等到它飘到封不摧眼前,封不摧才看清那是一只精灵。精灵手里还拖着一根比它还大的树枝。
小精灵飞到封不摧耳边,同时它那细细小小的声音也传了出来:“这是一根榛树枝,它或许能帮到你。”
封不摧心念一动:“灰姑娘的榛树枝?”那根给灰姑娘带来舞裙和水晶鞋的神奇树枝?
小精灵小小地抗议道:“是仙蒂瑞拉啦!”
“嗯,瑞拉。”封不摧顺从地附和道。
小精灵有些不好意思:“你能不能帮我看看瑞拉?我好想念她呀!她也被关了起来,她一定也很想我。”
封不摧接过树枝,认真地承诺:“我会的。”
小精灵羞涩地笑了起来。
“不过,她是作为什么身份被关起来的呢?”伯爵的女儿,还是王子的妻子?
小精灵为他解惑道:“仙蒂瑞拉已经是王妃了,女皇冰封世界时,她与王子的婚礼刚到尾声。”
封不摧点点头。
封不摧终于再一次穿过这个象征着吞噬的黑洞。一出来,他就看见了一个人。
这是一个女人,她的容貌被掩在白色的斗篷之下,斗篷上已经落了好几层雪。看样子,她已经等了很久。

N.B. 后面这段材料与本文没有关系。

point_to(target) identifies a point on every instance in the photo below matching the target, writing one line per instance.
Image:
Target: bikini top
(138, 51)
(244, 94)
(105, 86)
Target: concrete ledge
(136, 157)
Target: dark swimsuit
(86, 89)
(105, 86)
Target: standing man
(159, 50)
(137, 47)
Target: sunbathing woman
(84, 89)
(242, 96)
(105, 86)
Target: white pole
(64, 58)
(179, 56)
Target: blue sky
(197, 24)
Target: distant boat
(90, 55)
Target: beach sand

见他出来,女人先开了口:“你不用感到好奇,毕竟我也是冰塔里的居民。”
“很疑惑是吗?怎么可能有人能从塔里走出来?”女人先开兜帽,朝他露出一个优雅的笑容,“我并不是女巫,一百年前,别人都称我为白雪皇后。”
斗篷下的容颜让封不摧有一瞬间的恍神。
他不知道该怎样评价这张脸,唯一的想法就是——克劳迪娅的魔镜,或许给出了一个错误的答案。
克劳迪娅已经够漂亮了,可眼前的女子却比她更加美丽。
“不过我只是徒有皇后之名。我既没有嫁给哪个国王,也没有属于自己的臣民。我被尊为皇后,不过是因为我是冬神的使者。我曾经抖一抖床铺,里面的羽绒就会变成雪落下来。我的夏宫每天晚上都会有卫兵放烟火。我还要需要飞到火山口去给它降降温,让橘子长得好一些……不过那都是一百年前的事情了。
女皇登基后,冬神不再需要我这个使者,所以他收回了我的魔力。我既没有魔力,又不是真正的皇族,看在我曾经侍奉过冬神的份上,女皇也就没有把我关起来。但是她并不想看到我。为了避讳,我主动住进了冰塔。”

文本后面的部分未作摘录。